The lender hopes to use the fund’s expertise and networks to find ways to lure more people to Wakayama, which boasts mountains, waterfalls and more than 100 temples. The Abe administration in March 2013 charged the fund, originally a vehicle for helping indebted small enterprises, with providing funds and management expertise for projects to revitalize local areas.

“Tourism is one area that is changing significantly,” said Tetsuro Ii, chief executive at Commons Asset Management, which late last year started a fund with a focus on companies related to tourism.

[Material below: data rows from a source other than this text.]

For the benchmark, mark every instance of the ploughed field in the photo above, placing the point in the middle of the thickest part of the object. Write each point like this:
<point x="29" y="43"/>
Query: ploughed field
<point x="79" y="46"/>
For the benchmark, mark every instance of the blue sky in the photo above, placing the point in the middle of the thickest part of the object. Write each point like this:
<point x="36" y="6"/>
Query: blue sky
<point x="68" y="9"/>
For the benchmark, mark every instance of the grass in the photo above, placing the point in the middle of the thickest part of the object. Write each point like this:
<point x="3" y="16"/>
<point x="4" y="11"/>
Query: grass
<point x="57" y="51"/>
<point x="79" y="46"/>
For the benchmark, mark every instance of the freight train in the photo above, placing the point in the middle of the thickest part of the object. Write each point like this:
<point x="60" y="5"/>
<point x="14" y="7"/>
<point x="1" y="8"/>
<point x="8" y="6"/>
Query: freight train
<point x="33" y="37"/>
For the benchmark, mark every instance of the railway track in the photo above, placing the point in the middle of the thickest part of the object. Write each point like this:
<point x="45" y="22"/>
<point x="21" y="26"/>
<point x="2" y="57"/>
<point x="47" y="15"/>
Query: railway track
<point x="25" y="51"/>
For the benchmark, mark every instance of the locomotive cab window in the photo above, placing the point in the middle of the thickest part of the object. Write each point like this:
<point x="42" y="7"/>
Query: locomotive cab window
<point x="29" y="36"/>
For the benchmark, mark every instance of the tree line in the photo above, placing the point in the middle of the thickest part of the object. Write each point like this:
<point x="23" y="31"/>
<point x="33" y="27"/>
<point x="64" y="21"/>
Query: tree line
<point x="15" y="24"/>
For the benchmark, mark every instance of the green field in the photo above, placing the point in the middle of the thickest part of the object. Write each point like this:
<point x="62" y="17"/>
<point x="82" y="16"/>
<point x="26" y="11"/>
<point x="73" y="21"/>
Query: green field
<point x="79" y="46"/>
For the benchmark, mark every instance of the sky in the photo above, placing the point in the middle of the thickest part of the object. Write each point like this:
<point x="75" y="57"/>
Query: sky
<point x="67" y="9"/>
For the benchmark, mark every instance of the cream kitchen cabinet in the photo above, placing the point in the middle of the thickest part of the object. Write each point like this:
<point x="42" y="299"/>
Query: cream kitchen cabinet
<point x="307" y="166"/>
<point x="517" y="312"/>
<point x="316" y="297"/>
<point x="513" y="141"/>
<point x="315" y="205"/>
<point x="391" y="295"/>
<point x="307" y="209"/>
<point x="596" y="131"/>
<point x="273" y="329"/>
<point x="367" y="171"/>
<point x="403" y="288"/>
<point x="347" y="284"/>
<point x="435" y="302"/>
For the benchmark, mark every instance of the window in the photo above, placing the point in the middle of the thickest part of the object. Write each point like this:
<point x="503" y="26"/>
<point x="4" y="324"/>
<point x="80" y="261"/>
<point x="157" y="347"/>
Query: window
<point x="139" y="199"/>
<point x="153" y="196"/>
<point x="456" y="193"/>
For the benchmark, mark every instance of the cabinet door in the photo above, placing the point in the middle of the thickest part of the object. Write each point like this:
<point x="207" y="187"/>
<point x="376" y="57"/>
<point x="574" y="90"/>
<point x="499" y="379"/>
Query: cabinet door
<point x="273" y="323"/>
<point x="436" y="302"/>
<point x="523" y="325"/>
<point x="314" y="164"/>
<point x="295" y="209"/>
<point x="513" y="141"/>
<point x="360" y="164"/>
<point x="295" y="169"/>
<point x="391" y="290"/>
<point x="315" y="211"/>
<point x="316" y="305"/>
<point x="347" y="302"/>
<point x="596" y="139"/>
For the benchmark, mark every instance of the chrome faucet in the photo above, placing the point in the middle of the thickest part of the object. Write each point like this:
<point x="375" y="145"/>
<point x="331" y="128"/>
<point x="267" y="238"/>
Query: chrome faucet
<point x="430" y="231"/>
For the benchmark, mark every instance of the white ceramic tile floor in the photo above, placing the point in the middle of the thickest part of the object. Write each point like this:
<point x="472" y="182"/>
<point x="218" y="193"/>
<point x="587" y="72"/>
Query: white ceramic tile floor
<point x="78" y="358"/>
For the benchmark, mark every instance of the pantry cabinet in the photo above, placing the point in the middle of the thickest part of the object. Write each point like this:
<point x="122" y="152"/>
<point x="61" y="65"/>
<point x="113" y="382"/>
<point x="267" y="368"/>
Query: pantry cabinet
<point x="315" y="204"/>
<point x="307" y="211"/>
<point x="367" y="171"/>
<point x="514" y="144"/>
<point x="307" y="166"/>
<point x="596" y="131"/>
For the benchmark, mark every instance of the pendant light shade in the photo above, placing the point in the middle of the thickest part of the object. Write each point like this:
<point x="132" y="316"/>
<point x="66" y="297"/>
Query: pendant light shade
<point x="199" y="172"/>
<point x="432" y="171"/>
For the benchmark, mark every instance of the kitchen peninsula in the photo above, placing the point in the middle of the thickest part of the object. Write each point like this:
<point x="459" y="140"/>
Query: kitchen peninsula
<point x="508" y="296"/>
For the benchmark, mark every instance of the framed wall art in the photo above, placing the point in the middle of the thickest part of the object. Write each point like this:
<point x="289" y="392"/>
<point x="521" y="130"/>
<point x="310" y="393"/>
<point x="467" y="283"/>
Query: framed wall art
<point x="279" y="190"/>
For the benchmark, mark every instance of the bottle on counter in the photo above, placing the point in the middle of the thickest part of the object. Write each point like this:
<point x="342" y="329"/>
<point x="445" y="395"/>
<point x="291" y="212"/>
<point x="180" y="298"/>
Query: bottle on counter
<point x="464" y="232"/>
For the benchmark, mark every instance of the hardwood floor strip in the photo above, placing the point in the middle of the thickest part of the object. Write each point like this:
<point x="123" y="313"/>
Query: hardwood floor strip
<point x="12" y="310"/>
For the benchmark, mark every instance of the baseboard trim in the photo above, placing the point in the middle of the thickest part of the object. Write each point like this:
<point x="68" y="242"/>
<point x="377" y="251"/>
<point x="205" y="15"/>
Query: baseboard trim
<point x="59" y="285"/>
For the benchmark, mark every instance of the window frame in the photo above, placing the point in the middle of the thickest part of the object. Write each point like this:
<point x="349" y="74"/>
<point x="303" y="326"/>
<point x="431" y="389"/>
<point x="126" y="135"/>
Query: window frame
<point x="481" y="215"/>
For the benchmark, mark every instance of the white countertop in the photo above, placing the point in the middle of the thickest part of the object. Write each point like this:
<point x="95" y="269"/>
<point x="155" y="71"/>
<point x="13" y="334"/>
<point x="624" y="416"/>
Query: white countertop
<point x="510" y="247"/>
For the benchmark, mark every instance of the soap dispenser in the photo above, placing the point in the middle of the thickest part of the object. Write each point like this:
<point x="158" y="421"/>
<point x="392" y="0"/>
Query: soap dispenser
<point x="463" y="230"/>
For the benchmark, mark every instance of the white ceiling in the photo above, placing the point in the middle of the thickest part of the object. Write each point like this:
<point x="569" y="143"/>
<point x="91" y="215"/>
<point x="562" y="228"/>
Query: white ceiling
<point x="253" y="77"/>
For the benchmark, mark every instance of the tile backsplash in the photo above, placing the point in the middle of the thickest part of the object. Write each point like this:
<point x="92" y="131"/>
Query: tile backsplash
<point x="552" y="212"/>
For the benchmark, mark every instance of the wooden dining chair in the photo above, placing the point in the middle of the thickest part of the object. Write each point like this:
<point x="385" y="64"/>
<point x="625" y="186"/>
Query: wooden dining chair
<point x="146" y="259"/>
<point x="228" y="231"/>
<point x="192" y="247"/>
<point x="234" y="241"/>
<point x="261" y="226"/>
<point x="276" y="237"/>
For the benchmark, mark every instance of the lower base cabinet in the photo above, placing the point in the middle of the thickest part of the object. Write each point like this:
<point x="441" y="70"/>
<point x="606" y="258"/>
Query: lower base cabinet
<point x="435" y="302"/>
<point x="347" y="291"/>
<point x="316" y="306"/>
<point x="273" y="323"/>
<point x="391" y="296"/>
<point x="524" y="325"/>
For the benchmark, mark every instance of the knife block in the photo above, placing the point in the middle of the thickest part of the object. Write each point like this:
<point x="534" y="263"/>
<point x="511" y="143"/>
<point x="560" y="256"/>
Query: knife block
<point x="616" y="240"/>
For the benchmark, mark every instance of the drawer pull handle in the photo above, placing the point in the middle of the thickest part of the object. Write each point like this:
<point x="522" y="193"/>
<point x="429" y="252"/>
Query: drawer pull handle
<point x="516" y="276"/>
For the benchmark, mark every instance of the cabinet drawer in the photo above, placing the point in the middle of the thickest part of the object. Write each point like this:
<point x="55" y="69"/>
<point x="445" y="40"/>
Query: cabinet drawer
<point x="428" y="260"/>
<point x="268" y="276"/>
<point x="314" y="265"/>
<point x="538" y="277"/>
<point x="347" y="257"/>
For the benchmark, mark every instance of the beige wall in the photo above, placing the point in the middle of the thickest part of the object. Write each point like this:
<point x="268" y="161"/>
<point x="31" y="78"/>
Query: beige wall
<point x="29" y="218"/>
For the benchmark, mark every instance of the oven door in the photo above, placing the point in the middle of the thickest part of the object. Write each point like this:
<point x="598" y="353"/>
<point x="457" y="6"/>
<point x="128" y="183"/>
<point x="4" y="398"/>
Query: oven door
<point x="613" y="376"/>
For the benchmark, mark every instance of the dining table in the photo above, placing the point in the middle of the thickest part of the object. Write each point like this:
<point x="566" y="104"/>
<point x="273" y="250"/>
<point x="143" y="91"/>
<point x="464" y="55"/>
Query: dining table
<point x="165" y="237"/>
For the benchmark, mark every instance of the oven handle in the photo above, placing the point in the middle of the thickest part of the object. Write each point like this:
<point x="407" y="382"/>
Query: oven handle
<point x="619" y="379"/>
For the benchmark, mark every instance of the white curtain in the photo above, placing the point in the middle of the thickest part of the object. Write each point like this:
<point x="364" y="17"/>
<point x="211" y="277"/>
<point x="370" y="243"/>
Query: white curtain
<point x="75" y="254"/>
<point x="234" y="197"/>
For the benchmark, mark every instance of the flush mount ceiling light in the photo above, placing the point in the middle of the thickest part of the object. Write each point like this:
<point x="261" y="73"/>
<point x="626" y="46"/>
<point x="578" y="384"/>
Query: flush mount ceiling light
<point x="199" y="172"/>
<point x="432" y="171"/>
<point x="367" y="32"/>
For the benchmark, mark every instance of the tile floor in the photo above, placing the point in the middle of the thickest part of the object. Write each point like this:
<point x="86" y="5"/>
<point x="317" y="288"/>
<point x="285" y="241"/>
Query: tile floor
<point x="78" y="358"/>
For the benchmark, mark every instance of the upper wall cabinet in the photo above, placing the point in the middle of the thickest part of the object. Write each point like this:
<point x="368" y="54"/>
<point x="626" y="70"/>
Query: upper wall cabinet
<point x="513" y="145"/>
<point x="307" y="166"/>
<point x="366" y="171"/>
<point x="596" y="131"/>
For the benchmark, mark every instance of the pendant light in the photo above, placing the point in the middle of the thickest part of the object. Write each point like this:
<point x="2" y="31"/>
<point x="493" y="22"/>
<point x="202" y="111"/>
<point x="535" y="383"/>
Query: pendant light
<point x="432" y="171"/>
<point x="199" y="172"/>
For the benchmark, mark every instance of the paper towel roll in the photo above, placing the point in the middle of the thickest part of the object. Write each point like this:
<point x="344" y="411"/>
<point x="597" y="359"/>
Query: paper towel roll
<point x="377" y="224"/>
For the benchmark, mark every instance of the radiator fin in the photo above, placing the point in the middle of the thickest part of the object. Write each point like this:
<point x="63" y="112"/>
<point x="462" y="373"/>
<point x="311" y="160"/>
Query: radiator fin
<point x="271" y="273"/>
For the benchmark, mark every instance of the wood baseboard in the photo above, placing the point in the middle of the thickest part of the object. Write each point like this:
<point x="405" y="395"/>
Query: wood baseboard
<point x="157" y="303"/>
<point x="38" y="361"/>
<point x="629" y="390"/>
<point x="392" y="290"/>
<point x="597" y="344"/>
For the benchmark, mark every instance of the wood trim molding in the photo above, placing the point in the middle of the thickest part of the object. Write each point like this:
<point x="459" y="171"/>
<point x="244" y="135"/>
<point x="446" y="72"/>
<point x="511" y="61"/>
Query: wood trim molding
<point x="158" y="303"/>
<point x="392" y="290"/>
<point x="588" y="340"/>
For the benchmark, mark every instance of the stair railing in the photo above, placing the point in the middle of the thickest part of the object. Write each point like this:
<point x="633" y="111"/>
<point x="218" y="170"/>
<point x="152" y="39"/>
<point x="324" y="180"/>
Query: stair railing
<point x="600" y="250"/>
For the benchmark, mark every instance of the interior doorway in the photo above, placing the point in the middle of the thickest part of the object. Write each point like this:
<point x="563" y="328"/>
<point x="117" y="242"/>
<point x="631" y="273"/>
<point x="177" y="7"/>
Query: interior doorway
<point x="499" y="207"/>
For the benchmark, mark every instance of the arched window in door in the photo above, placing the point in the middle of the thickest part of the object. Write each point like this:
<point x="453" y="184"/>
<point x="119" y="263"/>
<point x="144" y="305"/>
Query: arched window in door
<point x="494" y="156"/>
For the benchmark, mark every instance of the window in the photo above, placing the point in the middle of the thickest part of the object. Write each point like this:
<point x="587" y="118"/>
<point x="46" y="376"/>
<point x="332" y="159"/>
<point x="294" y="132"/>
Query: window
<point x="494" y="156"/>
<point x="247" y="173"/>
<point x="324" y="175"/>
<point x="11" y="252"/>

The new fund aims to invest in 50 companies that show promise in growth industries.

There’s plenty of scope for growth. While Japan National Tourism Organization data show the country received a record 10.4 million visitors from abroad last year, that’s still one-third fewer than island-state Singapore welcomed. The top three destinations in Japan are Tokyo, Osaka and Sapporo.

“Tourism is extremely important as aging and globalization have resulted in companies shifting operations overseas,” said Hidenori Suezawa, an analyst at SMBC Nikko Securities Inc. in Tokyo. “One growth strategy is to make the regions a travel destination. Without that, there will be more rural communities that won’t survive.”

Almost half of the nation’s municipal districts have vanished in the past 15 years as they merged to cut costs. Shima’s population has declined 18 percent since 2004, when it was formed by the merger of five communities, according to data compiled by City Hall.

Japan’s population declined by a record 244,000 in 2013, according to health ministry estimates, a seventh straight year of declines. The population as of March 1 was 127.1 million.

Tokyo’s population rose 0.3 percent in the year to October 2012, reaching a record 13.23 million.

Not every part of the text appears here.